A hard drive duplicator can be a tower-like module capable of cloning several hard drives at once, or a mobile handheld device. Some models require the hard disk to be removed from the PC or laptop and inserted into duplicator. Alternately, a 40-pin IDE cable, USB, PCMCIA, or parallel interface comes with many models, providing more flexibility by allowing the user to simply plug the duplicator into the computer. Operating system-independent, a duplicator works equally well cloning any environment, including Unix, Linux, Windows and Macintosh. It can copy RAID arrays or conventional single or multi-drive systems and reproduce the content faithfully, whether the source disk is FAT (File Allocation Table) 16/32 or NTFS (New Technology File System) formatted.
With the 40-pin IDE interface, transfer speeds on some models can reach three gigabytes per minute or more. This makes a hard drive duplicator an ideal tool for computer technicians. In the shop or on site, an HDD duplicator allows a tech to swap out failing or troublesome hard drives and replace them with fresh, reconstituted drives. Dealers, system builders, data recovery departments, and MIS/IT (Management Information Systems/Information Technology) departments also benefit from hard drive duplicators.

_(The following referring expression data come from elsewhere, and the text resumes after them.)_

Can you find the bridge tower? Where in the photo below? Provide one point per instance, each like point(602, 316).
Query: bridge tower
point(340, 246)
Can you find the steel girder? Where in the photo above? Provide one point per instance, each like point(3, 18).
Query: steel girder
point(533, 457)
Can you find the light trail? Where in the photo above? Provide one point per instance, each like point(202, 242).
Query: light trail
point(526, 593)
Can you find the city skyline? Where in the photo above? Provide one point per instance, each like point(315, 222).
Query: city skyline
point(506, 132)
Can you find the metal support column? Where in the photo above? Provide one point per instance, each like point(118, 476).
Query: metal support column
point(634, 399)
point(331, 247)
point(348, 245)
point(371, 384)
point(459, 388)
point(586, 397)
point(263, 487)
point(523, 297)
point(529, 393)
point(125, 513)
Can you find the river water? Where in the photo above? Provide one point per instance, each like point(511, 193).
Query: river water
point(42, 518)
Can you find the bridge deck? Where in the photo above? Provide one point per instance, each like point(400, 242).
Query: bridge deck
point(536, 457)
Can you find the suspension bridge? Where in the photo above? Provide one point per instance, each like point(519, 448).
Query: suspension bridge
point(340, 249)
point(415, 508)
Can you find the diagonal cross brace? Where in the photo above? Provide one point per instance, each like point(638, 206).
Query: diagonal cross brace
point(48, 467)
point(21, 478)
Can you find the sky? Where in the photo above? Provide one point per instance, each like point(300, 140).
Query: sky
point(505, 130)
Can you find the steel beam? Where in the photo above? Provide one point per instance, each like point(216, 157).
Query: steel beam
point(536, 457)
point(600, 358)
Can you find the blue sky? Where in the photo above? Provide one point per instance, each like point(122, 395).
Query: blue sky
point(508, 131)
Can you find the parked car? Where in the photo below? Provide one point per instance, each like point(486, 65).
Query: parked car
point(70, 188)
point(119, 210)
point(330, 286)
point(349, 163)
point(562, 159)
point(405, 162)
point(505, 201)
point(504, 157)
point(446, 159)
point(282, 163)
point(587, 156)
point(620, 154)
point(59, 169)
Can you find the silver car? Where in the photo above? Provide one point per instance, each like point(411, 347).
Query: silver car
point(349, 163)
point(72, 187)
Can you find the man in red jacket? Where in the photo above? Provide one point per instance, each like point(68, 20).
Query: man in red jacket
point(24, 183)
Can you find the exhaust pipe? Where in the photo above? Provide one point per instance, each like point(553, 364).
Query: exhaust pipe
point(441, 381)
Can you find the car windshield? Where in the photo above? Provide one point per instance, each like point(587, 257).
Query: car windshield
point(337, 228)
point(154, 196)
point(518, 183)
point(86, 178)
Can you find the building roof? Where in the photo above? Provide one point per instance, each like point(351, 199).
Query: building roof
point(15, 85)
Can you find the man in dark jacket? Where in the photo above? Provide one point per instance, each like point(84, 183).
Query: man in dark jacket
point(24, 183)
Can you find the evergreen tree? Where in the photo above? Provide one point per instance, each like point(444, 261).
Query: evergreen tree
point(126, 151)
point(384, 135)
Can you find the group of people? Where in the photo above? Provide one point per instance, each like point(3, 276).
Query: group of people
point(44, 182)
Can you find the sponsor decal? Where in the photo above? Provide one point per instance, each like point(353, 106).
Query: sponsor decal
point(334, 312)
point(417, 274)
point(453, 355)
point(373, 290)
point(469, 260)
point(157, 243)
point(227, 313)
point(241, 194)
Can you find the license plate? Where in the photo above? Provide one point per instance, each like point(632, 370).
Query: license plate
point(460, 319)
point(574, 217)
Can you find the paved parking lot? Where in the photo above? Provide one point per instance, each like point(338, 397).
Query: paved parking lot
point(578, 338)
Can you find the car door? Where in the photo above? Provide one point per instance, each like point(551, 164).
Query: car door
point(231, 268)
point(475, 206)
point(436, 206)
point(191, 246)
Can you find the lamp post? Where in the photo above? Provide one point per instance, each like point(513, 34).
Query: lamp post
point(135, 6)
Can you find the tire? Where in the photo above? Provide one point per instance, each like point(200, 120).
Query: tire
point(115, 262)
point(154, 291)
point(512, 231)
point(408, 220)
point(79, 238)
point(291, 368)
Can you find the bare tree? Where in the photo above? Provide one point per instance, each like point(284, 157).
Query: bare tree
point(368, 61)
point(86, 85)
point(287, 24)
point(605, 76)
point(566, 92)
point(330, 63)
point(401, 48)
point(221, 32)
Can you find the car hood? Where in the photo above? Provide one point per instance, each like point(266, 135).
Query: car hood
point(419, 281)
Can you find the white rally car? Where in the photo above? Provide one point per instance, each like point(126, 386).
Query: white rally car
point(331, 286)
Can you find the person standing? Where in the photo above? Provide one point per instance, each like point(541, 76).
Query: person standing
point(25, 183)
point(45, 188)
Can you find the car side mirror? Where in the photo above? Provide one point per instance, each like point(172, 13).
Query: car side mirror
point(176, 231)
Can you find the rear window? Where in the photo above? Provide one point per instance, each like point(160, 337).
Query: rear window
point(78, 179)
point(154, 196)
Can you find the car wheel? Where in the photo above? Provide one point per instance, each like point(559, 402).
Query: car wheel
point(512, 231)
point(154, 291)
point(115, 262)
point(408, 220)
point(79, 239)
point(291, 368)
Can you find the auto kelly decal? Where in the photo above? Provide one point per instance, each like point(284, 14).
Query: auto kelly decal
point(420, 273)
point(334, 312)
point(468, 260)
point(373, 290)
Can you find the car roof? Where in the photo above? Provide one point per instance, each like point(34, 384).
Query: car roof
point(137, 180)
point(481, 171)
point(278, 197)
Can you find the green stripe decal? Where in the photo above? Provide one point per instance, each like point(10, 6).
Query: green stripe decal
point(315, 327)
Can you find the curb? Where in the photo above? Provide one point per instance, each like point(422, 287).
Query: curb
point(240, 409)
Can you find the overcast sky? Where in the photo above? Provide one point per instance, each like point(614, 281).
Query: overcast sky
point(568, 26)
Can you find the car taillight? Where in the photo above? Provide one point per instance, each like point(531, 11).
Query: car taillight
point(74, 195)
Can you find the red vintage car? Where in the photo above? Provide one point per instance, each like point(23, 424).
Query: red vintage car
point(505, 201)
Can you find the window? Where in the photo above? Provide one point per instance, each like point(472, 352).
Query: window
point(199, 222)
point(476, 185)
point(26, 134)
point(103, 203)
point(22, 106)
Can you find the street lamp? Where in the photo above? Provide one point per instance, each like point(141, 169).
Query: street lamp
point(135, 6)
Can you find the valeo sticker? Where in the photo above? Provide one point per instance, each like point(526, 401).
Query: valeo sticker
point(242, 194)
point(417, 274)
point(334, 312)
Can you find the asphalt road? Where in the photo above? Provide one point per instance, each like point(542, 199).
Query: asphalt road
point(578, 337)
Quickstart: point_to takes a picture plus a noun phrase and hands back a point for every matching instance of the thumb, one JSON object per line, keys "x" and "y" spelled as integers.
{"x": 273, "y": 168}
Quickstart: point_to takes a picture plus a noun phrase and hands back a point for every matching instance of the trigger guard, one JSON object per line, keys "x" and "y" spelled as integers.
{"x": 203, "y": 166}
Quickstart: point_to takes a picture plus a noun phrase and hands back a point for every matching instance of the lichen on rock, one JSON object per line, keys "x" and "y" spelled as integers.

Law enforcement makes use of hard drive duplicators for forensic purposes. Models sold specifically for this target market include chain of evidence features and the ability to scan for words, phone numbers, or other information on the fly.
A hard drive duplicator can be used for a multitude of applications and is reliable, fast, and convenient. Prices vary between models according to features, capacity, speed, and other considerations, but start at about US$500 and extend all the way to several thousand dollars. As with other computer products, hard drive duplicators are likely to come down in price as the cost of technology decreases.
@Melonlity -- That is true, but some people like those cloning machines for backup because they can be located off site.
Here's what I mean. Let's say you've got a system that clones drives for you. It's right next to your computer and has all of your files backed up. That is a great system unless the building catches on fire or something else catastrophic happens. The original computer and the backup drive(s) could easily be destroyed.
Now, take that off site backup. It is fine if the original computer is destroyed in a fire.
A lot of people use this technology to backup their hard drives, but that doesn't make a whole lot of sense to me. Why not just get a dual-drive setup so that files are cloned to a second disc as soon as they are written?
That seems a lot more convenient as you've got an automatic, local backup. You don't have to do anything special to get your files clones. The system is automatic and takes care of that for you.